FIG. 2 is a flowchart for explaining the operation of the example of FIG. 1;

FIG. 3 is a plan view diagram used for describing an example of arrangement of a visual line measurement camera.

4A and 4B are diagrams for explaining the arrangement and the like of a visual line measurement camera and a head position / direction sensor. FIG. 4A is a front view and FIG. 4B is a side view.

5A and 5B are diagrams showing frequency distributions in the gaze direction of the pilot, where FIG. 5A is a frequency distribution in which the gaze distribution is considered healthy, and FIG. 5B is a frequency distribution in which the gaze distribution is laterally biased. FIG. 5C is a diagram showing a frequency distribution in which the visual line distribution is fixed at the center.

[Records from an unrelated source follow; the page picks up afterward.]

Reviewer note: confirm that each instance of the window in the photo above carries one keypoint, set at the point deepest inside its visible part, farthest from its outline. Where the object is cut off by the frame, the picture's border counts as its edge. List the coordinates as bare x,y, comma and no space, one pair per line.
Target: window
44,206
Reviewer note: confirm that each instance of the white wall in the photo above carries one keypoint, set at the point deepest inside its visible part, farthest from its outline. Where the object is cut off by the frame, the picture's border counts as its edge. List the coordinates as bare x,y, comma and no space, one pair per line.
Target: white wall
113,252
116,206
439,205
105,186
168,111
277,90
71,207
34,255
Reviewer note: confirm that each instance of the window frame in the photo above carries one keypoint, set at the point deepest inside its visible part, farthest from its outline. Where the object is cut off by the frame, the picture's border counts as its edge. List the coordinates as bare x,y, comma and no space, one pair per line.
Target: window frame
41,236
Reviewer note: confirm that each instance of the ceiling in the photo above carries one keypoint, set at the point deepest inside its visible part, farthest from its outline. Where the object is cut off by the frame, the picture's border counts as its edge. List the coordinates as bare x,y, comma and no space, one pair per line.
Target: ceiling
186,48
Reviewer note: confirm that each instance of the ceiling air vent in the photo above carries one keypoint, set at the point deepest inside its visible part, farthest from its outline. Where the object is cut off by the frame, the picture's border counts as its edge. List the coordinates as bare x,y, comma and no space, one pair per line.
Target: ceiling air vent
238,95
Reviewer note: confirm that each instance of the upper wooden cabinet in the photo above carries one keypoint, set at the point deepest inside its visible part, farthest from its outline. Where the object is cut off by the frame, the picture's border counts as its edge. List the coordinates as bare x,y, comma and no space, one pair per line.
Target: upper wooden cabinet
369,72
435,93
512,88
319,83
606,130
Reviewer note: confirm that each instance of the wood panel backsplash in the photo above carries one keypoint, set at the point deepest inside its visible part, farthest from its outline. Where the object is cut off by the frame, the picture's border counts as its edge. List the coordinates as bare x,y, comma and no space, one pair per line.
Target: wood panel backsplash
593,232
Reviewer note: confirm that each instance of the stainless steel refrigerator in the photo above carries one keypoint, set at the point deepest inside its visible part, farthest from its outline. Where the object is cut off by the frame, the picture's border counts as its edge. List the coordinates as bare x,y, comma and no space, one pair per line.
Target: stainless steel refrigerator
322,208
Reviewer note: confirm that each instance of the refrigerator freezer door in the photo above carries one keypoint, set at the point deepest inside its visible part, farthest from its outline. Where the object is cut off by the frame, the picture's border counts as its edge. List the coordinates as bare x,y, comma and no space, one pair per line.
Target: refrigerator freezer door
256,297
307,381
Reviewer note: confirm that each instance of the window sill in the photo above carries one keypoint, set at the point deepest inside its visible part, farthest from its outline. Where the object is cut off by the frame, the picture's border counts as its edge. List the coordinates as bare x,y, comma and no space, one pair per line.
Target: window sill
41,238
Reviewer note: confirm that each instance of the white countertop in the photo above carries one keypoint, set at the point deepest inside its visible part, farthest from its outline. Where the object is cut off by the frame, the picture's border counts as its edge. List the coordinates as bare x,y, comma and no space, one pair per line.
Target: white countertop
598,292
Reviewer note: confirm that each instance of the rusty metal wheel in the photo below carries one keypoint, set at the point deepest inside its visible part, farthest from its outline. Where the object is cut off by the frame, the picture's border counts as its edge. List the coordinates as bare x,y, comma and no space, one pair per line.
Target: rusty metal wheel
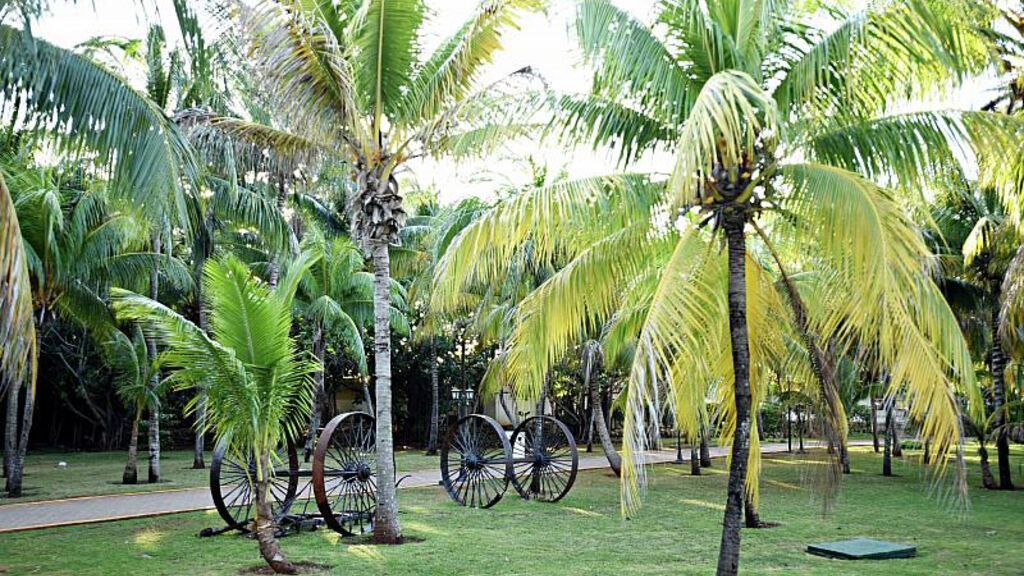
545,459
232,479
345,474
475,461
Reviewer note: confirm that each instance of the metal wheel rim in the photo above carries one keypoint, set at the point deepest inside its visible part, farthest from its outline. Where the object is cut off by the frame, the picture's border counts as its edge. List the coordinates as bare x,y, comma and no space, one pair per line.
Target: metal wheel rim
470,486
235,497
552,481
345,474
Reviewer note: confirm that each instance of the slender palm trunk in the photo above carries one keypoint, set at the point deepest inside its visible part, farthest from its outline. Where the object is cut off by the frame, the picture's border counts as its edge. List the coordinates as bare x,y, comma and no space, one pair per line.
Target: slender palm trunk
694,459
800,432
875,423
269,547
151,346
315,414
997,361
614,460
199,446
130,476
887,461
17,441
434,398
10,429
728,558
386,527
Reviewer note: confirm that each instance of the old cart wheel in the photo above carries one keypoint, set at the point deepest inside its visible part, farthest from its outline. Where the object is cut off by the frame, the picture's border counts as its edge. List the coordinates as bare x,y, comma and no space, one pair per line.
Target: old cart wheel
345,472
545,459
231,484
475,464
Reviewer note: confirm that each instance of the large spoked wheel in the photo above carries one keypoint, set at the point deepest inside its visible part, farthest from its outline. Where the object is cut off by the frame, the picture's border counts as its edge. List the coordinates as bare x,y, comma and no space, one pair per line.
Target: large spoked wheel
232,484
475,464
345,474
545,459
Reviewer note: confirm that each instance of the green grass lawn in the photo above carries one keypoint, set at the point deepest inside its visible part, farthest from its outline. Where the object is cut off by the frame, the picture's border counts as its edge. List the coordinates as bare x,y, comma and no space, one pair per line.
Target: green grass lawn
93,474
677,532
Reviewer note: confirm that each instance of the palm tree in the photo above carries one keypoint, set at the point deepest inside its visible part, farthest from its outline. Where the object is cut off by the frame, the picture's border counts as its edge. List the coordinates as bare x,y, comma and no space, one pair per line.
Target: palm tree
780,137
78,241
425,238
337,295
133,378
117,126
258,384
975,225
350,80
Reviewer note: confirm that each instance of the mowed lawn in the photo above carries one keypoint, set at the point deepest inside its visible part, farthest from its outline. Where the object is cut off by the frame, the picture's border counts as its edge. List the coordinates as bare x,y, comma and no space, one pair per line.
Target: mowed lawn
94,474
677,532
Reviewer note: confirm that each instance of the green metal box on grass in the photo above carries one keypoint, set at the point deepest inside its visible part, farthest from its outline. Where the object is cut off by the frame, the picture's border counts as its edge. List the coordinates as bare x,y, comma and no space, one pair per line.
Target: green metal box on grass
862,548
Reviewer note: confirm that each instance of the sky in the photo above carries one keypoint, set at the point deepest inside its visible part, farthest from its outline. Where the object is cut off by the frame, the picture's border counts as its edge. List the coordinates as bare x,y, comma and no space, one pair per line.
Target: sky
542,42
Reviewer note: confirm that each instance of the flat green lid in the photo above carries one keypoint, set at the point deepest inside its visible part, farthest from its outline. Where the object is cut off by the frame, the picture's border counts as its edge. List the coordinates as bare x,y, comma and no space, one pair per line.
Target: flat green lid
862,548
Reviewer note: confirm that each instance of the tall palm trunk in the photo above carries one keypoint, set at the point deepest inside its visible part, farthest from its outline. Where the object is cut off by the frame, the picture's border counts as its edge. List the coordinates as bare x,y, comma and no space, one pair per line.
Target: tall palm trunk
17,442
130,476
728,558
318,399
875,423
151,346
199,446
997,361
434,408
386,527
887,460
269,547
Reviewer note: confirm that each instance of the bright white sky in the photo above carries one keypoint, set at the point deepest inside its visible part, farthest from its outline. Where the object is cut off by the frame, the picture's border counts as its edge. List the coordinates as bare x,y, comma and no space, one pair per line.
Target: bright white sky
543,42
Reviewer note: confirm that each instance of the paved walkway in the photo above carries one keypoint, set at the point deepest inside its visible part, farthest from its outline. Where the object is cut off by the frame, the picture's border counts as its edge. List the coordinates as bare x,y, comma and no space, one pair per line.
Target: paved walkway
30,516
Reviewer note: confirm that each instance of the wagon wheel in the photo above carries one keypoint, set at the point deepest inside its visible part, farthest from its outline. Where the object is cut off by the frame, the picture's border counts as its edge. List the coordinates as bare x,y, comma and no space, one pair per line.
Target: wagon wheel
233,493
475,461
345,474
546,459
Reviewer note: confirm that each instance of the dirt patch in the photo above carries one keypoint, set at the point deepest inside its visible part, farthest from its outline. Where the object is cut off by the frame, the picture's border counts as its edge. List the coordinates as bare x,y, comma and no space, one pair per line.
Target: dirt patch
303,568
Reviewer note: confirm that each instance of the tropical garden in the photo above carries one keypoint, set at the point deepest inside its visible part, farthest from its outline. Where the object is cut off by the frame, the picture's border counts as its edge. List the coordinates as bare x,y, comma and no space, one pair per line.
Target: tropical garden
795,241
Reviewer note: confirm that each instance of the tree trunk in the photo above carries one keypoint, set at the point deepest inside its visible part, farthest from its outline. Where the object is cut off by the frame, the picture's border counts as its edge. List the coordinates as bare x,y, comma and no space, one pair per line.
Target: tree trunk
269,547
728,558
800,432
130,476
788,428
998,366
151,346
434,399
614,460
887,461
199,448
386,527
316,413
10,430
875,423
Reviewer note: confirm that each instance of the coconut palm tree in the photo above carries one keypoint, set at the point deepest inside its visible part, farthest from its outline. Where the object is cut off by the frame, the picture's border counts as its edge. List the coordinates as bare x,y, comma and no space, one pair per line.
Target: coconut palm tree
781,130
133,378
258,384
980,243
350,80
337,295
79,240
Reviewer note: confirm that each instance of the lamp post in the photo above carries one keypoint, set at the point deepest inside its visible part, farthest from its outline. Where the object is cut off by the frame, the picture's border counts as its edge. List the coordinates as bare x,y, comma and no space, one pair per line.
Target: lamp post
462,398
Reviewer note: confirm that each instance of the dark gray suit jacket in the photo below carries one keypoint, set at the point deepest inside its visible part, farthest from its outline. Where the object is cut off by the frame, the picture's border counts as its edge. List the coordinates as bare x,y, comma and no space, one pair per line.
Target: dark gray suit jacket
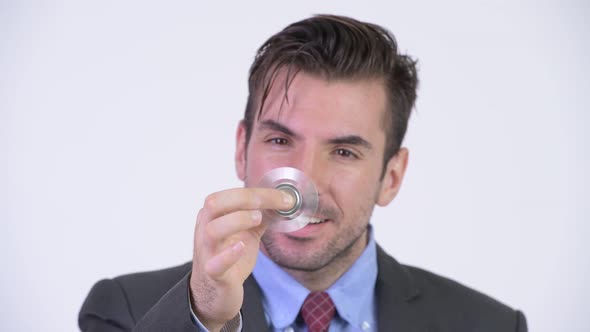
408,300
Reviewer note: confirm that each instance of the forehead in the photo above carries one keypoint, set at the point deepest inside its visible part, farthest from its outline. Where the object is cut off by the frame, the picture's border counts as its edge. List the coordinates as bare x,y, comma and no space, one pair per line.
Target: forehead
337,106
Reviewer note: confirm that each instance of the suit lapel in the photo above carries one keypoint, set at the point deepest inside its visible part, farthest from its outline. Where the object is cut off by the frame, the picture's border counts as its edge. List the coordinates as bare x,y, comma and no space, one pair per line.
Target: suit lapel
395,289
252,310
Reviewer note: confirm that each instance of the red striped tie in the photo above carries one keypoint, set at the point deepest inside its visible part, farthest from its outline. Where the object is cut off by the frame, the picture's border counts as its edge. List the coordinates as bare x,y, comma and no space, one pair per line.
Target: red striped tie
317,311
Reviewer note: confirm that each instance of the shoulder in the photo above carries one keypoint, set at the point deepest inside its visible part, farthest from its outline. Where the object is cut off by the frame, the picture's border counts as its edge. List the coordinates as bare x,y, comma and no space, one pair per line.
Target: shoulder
443,302
125,299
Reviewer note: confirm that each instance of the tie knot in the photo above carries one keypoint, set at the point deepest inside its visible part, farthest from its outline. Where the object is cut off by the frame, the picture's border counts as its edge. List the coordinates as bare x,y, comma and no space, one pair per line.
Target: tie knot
317,311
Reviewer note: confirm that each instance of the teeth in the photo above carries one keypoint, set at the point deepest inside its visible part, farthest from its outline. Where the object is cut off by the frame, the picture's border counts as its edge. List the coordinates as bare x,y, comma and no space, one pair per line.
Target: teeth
314,220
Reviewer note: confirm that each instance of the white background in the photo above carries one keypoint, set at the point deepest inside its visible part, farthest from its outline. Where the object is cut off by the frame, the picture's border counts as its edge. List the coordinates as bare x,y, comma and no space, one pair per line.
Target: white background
117,118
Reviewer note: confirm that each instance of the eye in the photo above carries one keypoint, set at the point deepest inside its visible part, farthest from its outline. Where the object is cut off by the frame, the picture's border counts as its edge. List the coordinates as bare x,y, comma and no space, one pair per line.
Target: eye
344,153
278,141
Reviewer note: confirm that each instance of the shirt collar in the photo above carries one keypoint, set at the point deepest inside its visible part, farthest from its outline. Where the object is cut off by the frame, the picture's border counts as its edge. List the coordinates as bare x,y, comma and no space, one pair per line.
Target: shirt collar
352,293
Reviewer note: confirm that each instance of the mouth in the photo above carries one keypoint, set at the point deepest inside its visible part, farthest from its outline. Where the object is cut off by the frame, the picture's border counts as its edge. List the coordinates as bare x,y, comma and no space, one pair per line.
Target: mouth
314,220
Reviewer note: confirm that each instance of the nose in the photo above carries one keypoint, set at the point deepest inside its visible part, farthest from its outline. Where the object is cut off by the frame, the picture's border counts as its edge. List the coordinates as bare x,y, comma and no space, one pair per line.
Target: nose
310,162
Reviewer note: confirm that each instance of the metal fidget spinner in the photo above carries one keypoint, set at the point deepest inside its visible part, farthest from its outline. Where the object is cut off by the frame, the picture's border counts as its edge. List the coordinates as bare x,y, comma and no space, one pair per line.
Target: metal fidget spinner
297,184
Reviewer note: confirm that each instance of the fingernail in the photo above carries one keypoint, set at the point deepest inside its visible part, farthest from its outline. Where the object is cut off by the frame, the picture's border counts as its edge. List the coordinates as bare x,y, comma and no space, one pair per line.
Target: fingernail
238,246
288,198
256,215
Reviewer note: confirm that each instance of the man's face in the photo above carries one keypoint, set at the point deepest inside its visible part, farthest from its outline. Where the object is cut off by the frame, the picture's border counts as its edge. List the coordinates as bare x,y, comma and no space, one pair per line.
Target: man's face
333,132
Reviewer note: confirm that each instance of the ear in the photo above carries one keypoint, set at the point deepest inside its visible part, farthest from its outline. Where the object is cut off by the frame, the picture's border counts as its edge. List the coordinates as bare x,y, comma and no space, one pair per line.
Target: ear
240,157
393,176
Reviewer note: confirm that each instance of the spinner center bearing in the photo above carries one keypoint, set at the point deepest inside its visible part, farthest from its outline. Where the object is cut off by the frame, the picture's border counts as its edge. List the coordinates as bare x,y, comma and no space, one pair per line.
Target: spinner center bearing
294,192
295,183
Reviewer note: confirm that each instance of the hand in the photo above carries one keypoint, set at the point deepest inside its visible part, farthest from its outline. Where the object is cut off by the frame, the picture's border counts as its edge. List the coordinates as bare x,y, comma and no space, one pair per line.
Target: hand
227,237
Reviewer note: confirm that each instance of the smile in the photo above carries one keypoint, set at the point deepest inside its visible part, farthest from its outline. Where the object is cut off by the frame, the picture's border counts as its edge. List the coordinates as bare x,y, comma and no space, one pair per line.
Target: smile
314,220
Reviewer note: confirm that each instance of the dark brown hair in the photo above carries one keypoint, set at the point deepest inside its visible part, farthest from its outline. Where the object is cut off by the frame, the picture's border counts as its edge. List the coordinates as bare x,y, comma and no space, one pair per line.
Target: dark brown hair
338,48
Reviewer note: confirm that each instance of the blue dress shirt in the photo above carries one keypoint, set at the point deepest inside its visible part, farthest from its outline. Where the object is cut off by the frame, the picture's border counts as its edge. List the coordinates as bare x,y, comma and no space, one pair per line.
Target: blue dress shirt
353,294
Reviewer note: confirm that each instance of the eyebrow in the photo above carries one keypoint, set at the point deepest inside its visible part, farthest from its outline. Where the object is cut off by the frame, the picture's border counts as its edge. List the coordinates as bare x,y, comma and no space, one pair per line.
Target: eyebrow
273,125
354,140
351,140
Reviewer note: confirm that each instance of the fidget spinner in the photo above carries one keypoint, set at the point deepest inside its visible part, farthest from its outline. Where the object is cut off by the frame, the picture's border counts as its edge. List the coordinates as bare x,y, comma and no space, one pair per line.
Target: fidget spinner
295,183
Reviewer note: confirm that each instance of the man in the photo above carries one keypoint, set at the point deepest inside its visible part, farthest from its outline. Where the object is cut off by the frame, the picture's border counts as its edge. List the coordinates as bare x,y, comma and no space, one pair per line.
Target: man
330,96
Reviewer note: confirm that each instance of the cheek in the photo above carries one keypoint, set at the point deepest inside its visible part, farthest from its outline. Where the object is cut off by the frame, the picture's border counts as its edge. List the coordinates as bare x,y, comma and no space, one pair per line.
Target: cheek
257,165
353,191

[Description of Signs] 10: Driving support device for vehicle 12 ... Eye gaze detecting means 14 ... Head position detecting means 16 ... Eye gaze information converting means 18 ... Eye gaze information recording means 20 ... Eye gaze information analyzing means 22 ... General information reading means 24 ... Warning signal generating means 26 Warning output means 28 Vehicle 32 Driver (driver) 33 Head (head) 35 Eye 42 Transmissive liquid crystal display device 46 Eye-gaze measuring camera 48 Head position direction sensor 50 Half mirror 71-73 ...
Gaze map

Claims (5)

[Claims] 1. A vehicular driving support device mounted on a vehicle, comprising: a gaze direction detecting means for detecting a gaze direction of a driver; and a frequency for recording the detected gaze direction and generating a frequency distribution of the gaze direction. A driving assistance device for a vehicle, comprising: a distribution creating unit; and a warning signal creating unit that creates a warning signal based on the frequency distribution. 2. The driving support device for a vehicle according to claim 1, wherein said line-of-sight direction detecting means detects a true line-of-sight direction from a head direction and a line-of-sight direction. 3. The apparatus according to claim 1, wherein the warning signal creating means compares the created frequency distribution with a reference frequency distribution, and generates a warning signal according to the comparison result. Driving assistance device for vehicles. 4. The apparatus according to claim 3, wherein the comparison generates a warning signal when a sum of squares of a difference between the generated frequency distribution and a corresponding frequency in the reference frequency distribution is larger than a predetermined value. A driving assistance device for a vehicle, comprising: 5. The apparatus according to claim 1, wherein the warning signal generating means generates the warning signal based on the frequency distribution, the warning signal generation means and the vehicle frequency information, the environmental information, or the driver information. A driving assistance device for a vehicle, wherein a warning signal is generated according to at least one of the information.